体量修长的青年依然玄色劲装,先是寒光凛凛地扫过地上的尸骸,旋即绞拢眉峰,声音沉闷紧绷问道,“大娘子,主上如何了?”
肇一紧跟在侧,深青的布袍被染成暗铁锈色,他早已扫视过周围,面色立刻变得难看,语速快而急切,“他人呢?”
安全了……
刚才还一片血色的视线终于凝结好焦点,她对此刻的处境这才有了实感,心脏还在疯狂擂动,几乎要撞破胸腔跳出来。
面对两记劈头盖脸的追问,盼妤喉咙瞬间发干发紧。
她方才半哄半骗将人强行按在后方,但技艺生疏被瞧了出来,此刻内里听不到动静,只怕……只怕是气急攻心——
“在……在里面!”盼妤越发心虚后怕,音色里掩不住地颤动,面上煞白如纸,惊惶地向身后的阴影处扫了一眼。
她脚下不由自主地加快,最后踉跄着扑在半堵殿门上,“凛哥!”
“你警戒,我进去。
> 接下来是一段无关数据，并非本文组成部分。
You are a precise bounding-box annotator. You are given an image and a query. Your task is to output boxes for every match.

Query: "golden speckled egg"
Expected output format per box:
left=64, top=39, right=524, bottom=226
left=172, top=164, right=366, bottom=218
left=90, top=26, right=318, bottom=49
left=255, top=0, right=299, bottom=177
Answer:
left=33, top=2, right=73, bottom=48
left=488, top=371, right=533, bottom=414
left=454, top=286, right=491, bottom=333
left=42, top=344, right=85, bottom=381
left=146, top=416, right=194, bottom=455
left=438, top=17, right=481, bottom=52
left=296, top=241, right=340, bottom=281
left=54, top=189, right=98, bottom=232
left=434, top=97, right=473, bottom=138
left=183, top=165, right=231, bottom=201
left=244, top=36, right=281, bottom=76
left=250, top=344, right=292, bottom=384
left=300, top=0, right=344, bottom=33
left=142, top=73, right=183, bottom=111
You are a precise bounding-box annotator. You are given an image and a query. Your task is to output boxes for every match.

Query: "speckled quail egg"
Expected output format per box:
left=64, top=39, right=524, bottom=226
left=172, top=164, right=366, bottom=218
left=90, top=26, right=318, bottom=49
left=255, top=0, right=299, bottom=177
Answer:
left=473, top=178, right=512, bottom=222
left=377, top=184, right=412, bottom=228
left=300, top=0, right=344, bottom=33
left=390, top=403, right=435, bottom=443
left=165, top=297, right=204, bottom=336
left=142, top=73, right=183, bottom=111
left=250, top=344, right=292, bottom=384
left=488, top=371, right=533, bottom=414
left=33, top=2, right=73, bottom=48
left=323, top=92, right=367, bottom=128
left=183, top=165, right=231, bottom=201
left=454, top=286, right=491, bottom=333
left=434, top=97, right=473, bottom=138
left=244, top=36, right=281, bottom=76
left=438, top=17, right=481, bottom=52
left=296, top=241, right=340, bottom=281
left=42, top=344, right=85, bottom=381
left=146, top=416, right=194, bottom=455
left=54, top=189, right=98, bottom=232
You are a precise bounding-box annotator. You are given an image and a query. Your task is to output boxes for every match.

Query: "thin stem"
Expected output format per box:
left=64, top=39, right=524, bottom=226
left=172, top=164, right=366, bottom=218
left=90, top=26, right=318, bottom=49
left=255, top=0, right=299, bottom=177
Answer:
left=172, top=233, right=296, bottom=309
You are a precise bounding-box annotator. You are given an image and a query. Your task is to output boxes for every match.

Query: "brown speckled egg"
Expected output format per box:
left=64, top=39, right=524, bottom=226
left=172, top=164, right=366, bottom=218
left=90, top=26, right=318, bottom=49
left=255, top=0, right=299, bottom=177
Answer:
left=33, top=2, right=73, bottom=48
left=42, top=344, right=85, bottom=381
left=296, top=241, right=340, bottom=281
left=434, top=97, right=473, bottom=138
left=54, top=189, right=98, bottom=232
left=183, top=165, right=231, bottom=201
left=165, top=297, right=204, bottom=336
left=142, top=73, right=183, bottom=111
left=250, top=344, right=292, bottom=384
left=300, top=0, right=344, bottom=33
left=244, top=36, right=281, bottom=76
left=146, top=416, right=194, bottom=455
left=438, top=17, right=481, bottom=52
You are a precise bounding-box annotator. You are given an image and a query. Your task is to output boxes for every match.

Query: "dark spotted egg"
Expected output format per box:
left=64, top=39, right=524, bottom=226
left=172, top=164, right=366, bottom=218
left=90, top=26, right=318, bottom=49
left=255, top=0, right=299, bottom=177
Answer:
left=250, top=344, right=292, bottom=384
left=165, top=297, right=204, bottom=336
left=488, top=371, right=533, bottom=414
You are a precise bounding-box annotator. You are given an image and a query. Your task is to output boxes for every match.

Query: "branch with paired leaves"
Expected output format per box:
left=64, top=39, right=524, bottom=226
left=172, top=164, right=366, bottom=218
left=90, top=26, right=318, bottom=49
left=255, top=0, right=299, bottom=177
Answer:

”肇一开口冷厉,与般鹿迅速交换眼神,少年阴沉着脸,一个跨步便挤在盼妤身前——
门后的空间狭小幽暗,奇异的冷意在在空气里浮动。
肇一视线迅速锁定,就见一个身影半倚半坐靠着墙,安静如一尊被冰雪冻裂的玉像。
薛纹凛头颅无力地歪垂着,几缕濡湿的碎发紧贴面颊,素日清冷平和的脸此刻毫无生气,又细微残留着一丝恼意。
一只手虚虚抬到胸口捂着,从来白净的指尖填满了污迹,似是努力挣扎过,脖颈处依旧精致分明,正沾染着零星黏稠发乌的血渍。
盼妤狼狈地撞到他身侧,抚着那瓣覆下白霜的薄唇,小心翼翼地唤着薛纹凛的名字。
“你要帮忙就别帮倒忙,先撑稳他。”
肇一毫不客气朝她冷叱,但好歹情绪稳定,竟让盼妤反而镇定了些,她咽了咽喉咙稳住情绪,涩然开口,“你说我做。”